I’m wary myself, and concerned to see City analysts predicting a 28% drop in earnings per share in the year to 30 April 2020, although they reckon things will recover the year after, growing 17%. Black Friday may offer a boost, but Dixons still has a long way to go.
Sainsbury’s
Hunter’s other Black Friday tip is FTSE 100 listed supermarket Sainsbury’s (LSE: SBRY), also in need of some festive fairy dust, with the share price down a third over the last year, partly due to the failed tie-up with Asda. At 212p, the Sainsbury share price is a third lower than it was 10 years ago.
Aldi and Lidl continue to seize market share by offering cut-price competition, while low consumer sentiment has also hit sales. However, shoppers are now getting richer in real terms, with inflation falling to 1.5%, but salaries growing 3.9% over the last three months.
CEO Mike Coupe fell short with Asda but his merger with Argos seems to be going reasonably well, and Hunter reckons this is where the Black Friday glory will come from: “Having had some success in 2018, Argos has already started a ‘Crazy Codes’ sale and is promising a bumper announcement in the lead up to Black Friday.”

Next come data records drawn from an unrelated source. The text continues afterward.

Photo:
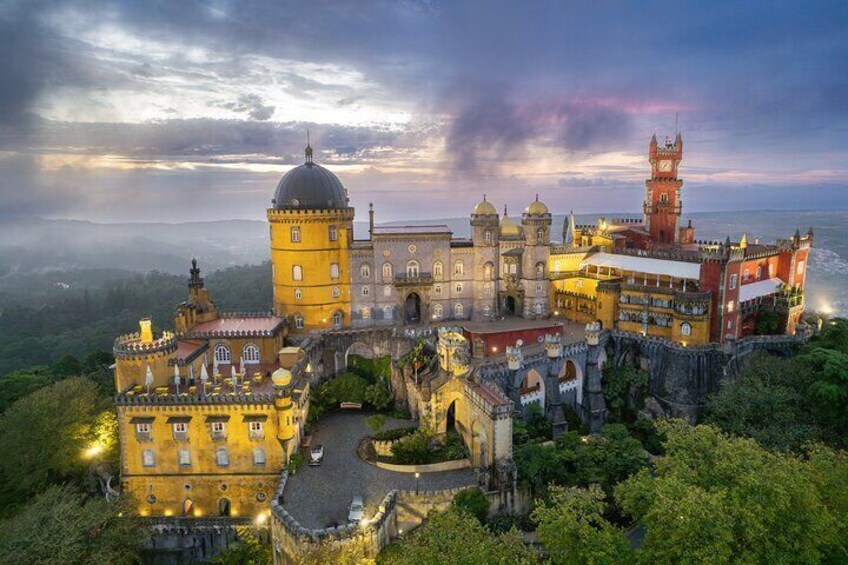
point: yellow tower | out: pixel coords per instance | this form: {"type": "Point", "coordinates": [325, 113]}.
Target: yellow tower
{"type": "Point", "coordinates": [311, 232]}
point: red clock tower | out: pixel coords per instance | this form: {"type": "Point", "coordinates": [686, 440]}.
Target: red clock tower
{"type": "Point", "coordinates": [662, 205]}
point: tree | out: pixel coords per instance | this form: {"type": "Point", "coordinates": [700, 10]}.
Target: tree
{"type": "Point", "coordinates": [573, 530]}
{"type": "Point", "coordinates": [473, 502]}
{"type": "Point", "coordinates": [45, 433]}
{"type": "Point", "coordinates": [456, 537]}
{"type": "Point", "coordinates": [714, 498]}
{"type": "Point", "coordinates": [62, 525]}
{"type": "Point", "coordinates": [246, 551]}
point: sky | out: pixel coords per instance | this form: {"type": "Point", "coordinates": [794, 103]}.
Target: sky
{"type": "Point", "coordinates": [192, 110]}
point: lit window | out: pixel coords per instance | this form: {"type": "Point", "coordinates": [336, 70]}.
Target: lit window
{"type": "Point", "coordinates": [255, 430]}
{"type": "Point", "coordinates": [222, 353]}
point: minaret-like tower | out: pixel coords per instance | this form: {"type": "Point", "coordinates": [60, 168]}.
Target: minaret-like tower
{"type": "Point", "coordinates": [663, 204]}
{"type": "Point", "coordinates": [536, 222]}
{"type": "Point", "coordinates": [484, 235]}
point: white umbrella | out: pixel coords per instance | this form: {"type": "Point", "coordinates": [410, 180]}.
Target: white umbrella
{"type": "Point", "coordinates": [148, 379]}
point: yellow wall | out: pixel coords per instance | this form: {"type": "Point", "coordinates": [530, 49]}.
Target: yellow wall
{"type": "Point", "coordinates": [314, 253]}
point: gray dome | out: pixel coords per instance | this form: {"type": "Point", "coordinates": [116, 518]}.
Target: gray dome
{"type": "Point", "coordinates": [310, 187]}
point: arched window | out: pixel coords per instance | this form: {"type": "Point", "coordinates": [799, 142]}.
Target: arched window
{"type": "Point", "coordinates": [222, 353]}
{"type": "Point", "coordinates": [412, 269]}
{"type": "Point", "coordinates": [250, 354]}
{"type": "Point", "coordinates": [438, 269]}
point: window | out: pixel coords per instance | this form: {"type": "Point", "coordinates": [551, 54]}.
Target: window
{"type": "Point", "coordinates": [255, 430]}
{"type": "Point", "coordinates": [222, 353]}
{"type": "Point", "coordinates": [219, 430]}
{"type": "Point", "coordinates": [250, 354]}
{"type": "Point", "coordinates": [143, 431]}
{"type": "Point", "coordinates": [180, 430]}
{"type": "Point", "coordinates": [412, 269]}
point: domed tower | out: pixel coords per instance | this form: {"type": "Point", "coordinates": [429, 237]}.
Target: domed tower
{"type": "Point", "coordinates": [484, 235]}
{"type": "Point", "coordinates": [536, 222]}
{"type": "Point", "coordinates": [311, 231]}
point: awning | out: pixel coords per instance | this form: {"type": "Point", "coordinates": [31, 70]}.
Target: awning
{"type": "Point", "coordinates": [648, 265]}
{"type": "Point", "coordinates": [760, 288]}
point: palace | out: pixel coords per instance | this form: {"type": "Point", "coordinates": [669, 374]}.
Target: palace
{"type": "Point", "coordinates": [211, 412]}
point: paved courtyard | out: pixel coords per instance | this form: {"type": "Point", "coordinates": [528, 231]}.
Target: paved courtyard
{"type": "Point", "coordinates": [319, 496]}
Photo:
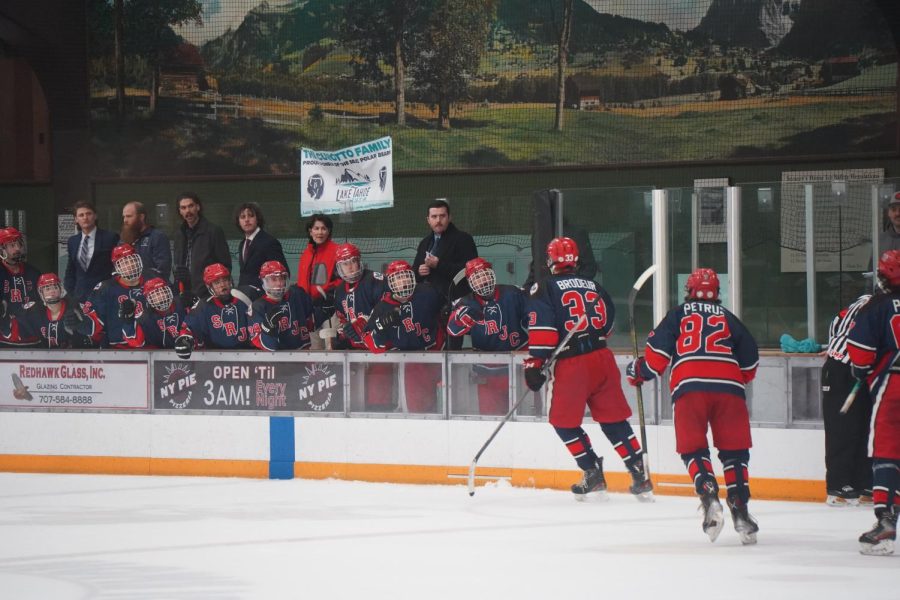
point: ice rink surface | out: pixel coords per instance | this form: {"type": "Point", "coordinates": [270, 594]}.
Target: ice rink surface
{"type": "Point", "coordinates": [68, 537]}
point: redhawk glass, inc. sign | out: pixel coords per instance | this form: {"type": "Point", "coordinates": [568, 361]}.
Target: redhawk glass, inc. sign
{"type": "Point", "coordinates": [224, 385]}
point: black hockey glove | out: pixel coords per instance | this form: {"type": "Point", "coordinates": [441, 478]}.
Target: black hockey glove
{"type": "Point", "coordinates": [386, 321]}
{"type": "Point", "coordinates": [269, 323]}
{"type": "Point", "coordinates": [126, 309]}
{"type": "Point", "coordinates": [534, 373]}
{"type": "Point", "coordinates": [71, 320]}
{"type": "Point", "coordinates": [184, 345]}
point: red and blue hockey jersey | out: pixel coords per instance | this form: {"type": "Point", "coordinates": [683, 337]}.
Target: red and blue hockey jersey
{"type": "Point", "coordinates": [501, 322]}
{"type": "Point", "coordinates": [220, 325]}
{"type": "Point", "coordinates": [557, 305]}
{"type": "Point", "coordinates": [18, 289]}
{"type": "Point", "coordinates": [103, 324]}
{"type": "Point", "coordinates": [419, 327]}
{"type": "Point", "coordinates": [356, 300]}
{"type": "Point", "coordinates": [709, 348]}
{"type": "Point", "coordinates": [294, 323]}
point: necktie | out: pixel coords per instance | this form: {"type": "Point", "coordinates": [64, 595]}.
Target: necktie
{"type": "Point", "coordinates": [83, 256]}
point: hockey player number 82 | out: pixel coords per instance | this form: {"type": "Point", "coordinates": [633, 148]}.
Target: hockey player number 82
{"type": "Point", "coordinates": [578, 303]}
{"type": "Point", "coordinates": [691, 335]}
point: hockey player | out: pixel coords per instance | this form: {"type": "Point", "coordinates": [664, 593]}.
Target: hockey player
{"type": "Point", "coordinates": [282, 319]}
{"type": "Point", "coordinates": [360, 290]}
{"type": "Point", "coordinates": [713, 357]}
{"type": "Point", "coordinates": [874, 357]}
{"type": "Point", "coordinates": [43, 324]}
{"type": "Point", "coordinates": [220, 321]}
{"type": "Point", "coordinates": [407, 319]}
{"type": "Point", "coordinates": [18, 279]}
{"type": "Point", "coordinates": [115, 302]}
{"type": "Point", "coordinates": [161, 322]}
{"type": "Point", "coordinates": [496, 319]}
{"type": "Point", "coordinates": [585, 372]}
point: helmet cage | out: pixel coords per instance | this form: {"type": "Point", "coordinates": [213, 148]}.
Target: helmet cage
{"type": "Point", "coordinates": [402, 284]}
{"type": "Point", "coordinates": [129, 266]}
{"type": "Point", "coordinates": [160, 299]}
{"type": "Point", "coordinates": [483, 281]}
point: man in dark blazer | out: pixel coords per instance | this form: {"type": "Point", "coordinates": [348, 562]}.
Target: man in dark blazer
{"type": "Point", "coordinates": [257, 246]}
{"type": "Point", "coordinates": [442, 255]}
{"type": "Point", "coordinates": [90, 253]}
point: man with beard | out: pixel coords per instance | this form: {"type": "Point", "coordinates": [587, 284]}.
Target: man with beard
{"type": "Point", "coordinates": [151, 243]}
{"type": "Point", "coordinates": [283, 318]}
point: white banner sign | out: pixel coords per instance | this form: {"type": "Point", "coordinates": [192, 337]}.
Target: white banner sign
{"type": "Point", "coordinates": [74, 384]}
{"type": "Point", "coordinates": [356, 178]}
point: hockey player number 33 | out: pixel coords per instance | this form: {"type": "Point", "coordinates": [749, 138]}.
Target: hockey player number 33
{"type": "Point", "coordinates": [577, 302]}
{"type": "Point", "coordinates": [692, 334]}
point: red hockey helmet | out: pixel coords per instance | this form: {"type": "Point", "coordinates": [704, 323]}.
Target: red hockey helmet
{"type": "Point", "coordinates": [702, 284]}
{"type": "Point", "coordinates": [274, 278]}
{"type": "Point", "coordinates": [348, 262]}
{"type": "Point", "coordinates": [127, 262]}
{"type": "Point", "coordinates": [401, 280]}
{"type": "Point", "coordinates": [158, 294]}
{"type": "Point", "coordinates": [50, 288]}
{"type": "Point", "coordinates": [481, 277]}
{"type": "Point", "coordinates": [12, 245]}
{"type": "Point", "coordinates": [889, 271]}
{"type": "Point", "coordinates": [562, 254]}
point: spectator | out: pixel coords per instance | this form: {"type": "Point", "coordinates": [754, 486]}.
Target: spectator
{"type": "Point", "coordinates": [889, 239]}
{"type": "Point", "coordinates": [90, 253]}
{"type": "Point", "coordinates": [198, 244]}
{"type": "Point", "coordinates": [442, 254]}
{"type": "Point", "coordinates": [151, 243]}
{"type": "Point", "coordinates": [848, 469]}
{"type": "Point", "coordinates": [257, 246]}
{"type": "Point", "coordinates": [316, 273]}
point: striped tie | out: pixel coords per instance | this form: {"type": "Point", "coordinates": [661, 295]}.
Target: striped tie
{"type": "Point", "coordinates": [83, 256]}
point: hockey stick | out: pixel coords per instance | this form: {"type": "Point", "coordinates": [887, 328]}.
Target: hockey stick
{"type": "Point", "coordinates": [521, 399]}
{"type": "Point", "coordinates": [647, 274]}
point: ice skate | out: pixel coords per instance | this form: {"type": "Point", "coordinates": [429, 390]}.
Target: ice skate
{"type": "Point", "coordinates": [641, 486]}
{"type": "Point", "coordinates": [846, 496]}
{"type": "Point", "coordinates": [713, 517]}
{"type": "Point", "coordinates": [744, 523]}
{"type": "Point", "coordinates": [592, 484]}
{"type": "Point", "coordinates": [879, 541]}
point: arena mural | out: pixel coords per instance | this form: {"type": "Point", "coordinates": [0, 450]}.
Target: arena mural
{"type": "Point", "coordinates": [237, 86]}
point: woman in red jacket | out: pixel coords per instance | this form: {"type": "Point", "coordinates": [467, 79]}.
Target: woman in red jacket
{"type": "Point", "coordinates": [316, 273]}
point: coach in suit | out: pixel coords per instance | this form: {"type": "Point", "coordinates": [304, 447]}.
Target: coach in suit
{"type": "Point", "coordinates": [257, 246]}
{"type": "Point", "coordinates": [90, 253]}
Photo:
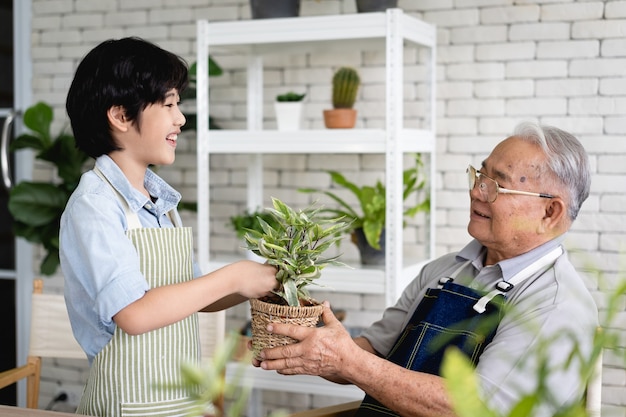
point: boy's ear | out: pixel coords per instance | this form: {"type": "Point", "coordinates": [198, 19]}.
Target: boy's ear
{"type": "Point", "coordinates": [117, 118]}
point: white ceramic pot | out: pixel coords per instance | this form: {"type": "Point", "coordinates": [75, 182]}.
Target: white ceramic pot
{"type": "Point", "coordinates": [288, 115]}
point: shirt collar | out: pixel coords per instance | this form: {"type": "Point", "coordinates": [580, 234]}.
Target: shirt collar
{"type": "Point", "coordinates": [168, 197]}
{"type": "Point", "coordinates": [475, 251]}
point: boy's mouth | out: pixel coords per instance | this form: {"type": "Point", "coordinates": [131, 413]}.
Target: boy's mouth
{"type": "Point", "coordinates": [172, 139]}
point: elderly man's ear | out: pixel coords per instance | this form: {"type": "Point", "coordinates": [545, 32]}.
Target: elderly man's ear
{"type": "Point", "coordinates": [555, 217]}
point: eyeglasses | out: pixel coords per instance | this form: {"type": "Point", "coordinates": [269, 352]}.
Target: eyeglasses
{"type": "Point", "coordinates": [489, 187]}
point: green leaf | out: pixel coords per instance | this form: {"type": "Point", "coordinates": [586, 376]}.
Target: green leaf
{"type": "Point", "coordinates": [36, 204]}
{"type": "Point", "coordinates": [38, 119]}
{"type": "Point", "coordinates": [291, 293]}
{"type": "Point", "coordinates": [27, 141]}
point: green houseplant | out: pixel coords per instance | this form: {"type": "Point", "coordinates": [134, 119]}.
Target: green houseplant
{"type": "Point", "coordinates": [288, 108]}
{"type": "Point", "coordinates": [346, 84]}
{"type": "Point", "coordinates": [295, 246]}
{"type": "Point", "coordinates": [370, 221]}
{"type": "Point", "coordinates": [36, 207]}
{"type": "Point", "coordinates": [247, 220]}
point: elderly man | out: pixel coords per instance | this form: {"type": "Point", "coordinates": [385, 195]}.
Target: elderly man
{"type": "Point", "coordinates": [501, 299]}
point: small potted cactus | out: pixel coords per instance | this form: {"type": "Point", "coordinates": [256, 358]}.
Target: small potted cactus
{"type": "Point", "coordinates": [345, 86]}
{"type": "Point", "coordinates": [288, 109]}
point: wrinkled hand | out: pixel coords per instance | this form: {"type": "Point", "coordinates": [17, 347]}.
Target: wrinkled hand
{"type": "Point", "coordinates": [321, 351]}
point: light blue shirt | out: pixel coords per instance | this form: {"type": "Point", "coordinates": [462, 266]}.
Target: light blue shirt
{"type": "Point", "coordinates": [99, 262]}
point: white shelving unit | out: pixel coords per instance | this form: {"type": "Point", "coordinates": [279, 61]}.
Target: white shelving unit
{"type": "Point", "coordinates": [390, 31]}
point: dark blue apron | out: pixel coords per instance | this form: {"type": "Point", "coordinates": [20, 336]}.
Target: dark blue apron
{"type": "Point", "coordinates": [450, 315]}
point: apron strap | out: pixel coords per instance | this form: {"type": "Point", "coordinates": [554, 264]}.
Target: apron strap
{"type": "Point", "coordinates": [444, 280]}
{"type": "Point", "coordinates": [131, 217]}
{"type": "Point", "coordinates": [502, 287]}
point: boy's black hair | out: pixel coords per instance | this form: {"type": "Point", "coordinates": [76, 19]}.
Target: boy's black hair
{"type": "Point", "coordinates": [129, 72]}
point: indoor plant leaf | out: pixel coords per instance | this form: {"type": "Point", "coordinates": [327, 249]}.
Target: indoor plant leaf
{"type": "Point", "coordinates": [36, 204]}
{"type": "Point", "coordinates": [38, 119]}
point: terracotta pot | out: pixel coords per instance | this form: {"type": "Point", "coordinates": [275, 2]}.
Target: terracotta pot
{"type": "Point", "coordinates": [340, 118]}
{"type": "Point", "coordinates": [264, 313]}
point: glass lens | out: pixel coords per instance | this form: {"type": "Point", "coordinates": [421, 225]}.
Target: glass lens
{"type": "Point", "coordinates": [488, 187]}
{"type": "Point", "coordinates": [471, 177]}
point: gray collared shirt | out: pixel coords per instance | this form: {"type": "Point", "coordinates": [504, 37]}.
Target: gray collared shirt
{"type": "Point", "coordinates": [552, 313]}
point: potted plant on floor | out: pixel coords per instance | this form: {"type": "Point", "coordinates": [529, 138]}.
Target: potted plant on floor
{"type": "Point", "coordinates": [295, 246]}
{"type": "Point", "coordinates": [367, 227]}
{"type": "Point", "coordinates": [36, 206]}
{"type": "Point", "coordinates": [346, 83]}
{"type": "Point", "coordinates": [288, 109]}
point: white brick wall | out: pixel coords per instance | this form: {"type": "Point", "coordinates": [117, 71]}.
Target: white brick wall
{"type": "Point", "coordinates": [559, 62]}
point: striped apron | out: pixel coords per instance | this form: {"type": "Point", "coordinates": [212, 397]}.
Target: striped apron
{"type": "Point", "coordinates": [133, 375]}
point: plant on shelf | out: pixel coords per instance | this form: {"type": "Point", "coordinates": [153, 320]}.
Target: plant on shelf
{"type": "Point", "coordinates": [368, 225]}
{"type": "Point", "coordinates": [288, 109]}
{"type": "Point", "coordinates": [295, 246]}
{"type": "Point", "coordinates": [346, 83]}
{"type": "Point", "coordinates": [290, 97]}
{"type": "Point", "coordinates": [36, 207]}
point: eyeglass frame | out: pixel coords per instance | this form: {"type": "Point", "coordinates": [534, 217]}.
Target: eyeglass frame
{"type": "Point", "coordinates": [473, 180]}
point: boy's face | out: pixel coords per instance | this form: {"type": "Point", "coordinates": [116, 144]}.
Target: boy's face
{"type": "Point", "coordinates": [157, 133]}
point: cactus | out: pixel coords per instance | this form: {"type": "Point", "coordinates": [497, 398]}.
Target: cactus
{"type": "Point", "coordinates": [345, 85]}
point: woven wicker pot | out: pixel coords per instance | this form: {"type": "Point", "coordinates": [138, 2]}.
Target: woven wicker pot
{"type": "Point", "coordinates": [264, 313]}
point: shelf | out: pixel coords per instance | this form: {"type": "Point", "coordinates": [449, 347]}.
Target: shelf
{"type": "Point", "coordinates": [315, 33]}
{"type": "Point", "coordinates": [389, 32]}
{"type": "Point", "coordinates": [316, 141]}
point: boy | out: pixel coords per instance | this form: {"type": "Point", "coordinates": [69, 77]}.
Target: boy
{"type": "Point", "coordinates": [128, 264]}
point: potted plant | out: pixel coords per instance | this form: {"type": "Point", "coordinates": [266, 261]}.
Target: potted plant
{"type": "Point", "coordinates": [36, 207]}
{"type": "Point", "coordinates": [295, 246]}
{"type": "Point", "coordinates": [346, 83]}
{"type": "Point", "coordinates": [366, 6]}
{"type": "Point", "coordinates": [288, 109]}
{"type": "Point", "coordinates": [367, 227]}
{"type": "Point", "coordinates": [264, 9]}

Again, Sainsbury’s looks cheap trading at just 10.4 times forward earnings, while the forecast yield of 5% is covered eight times. The big danger is that market share just keeps on falling, while earnings are forecast to drop 8% this year and 4% next, so it could continue to struggle.
Black Friday may deliver a one-off boost, but both Dixons and Sainsbury’s need to prove their merit year round.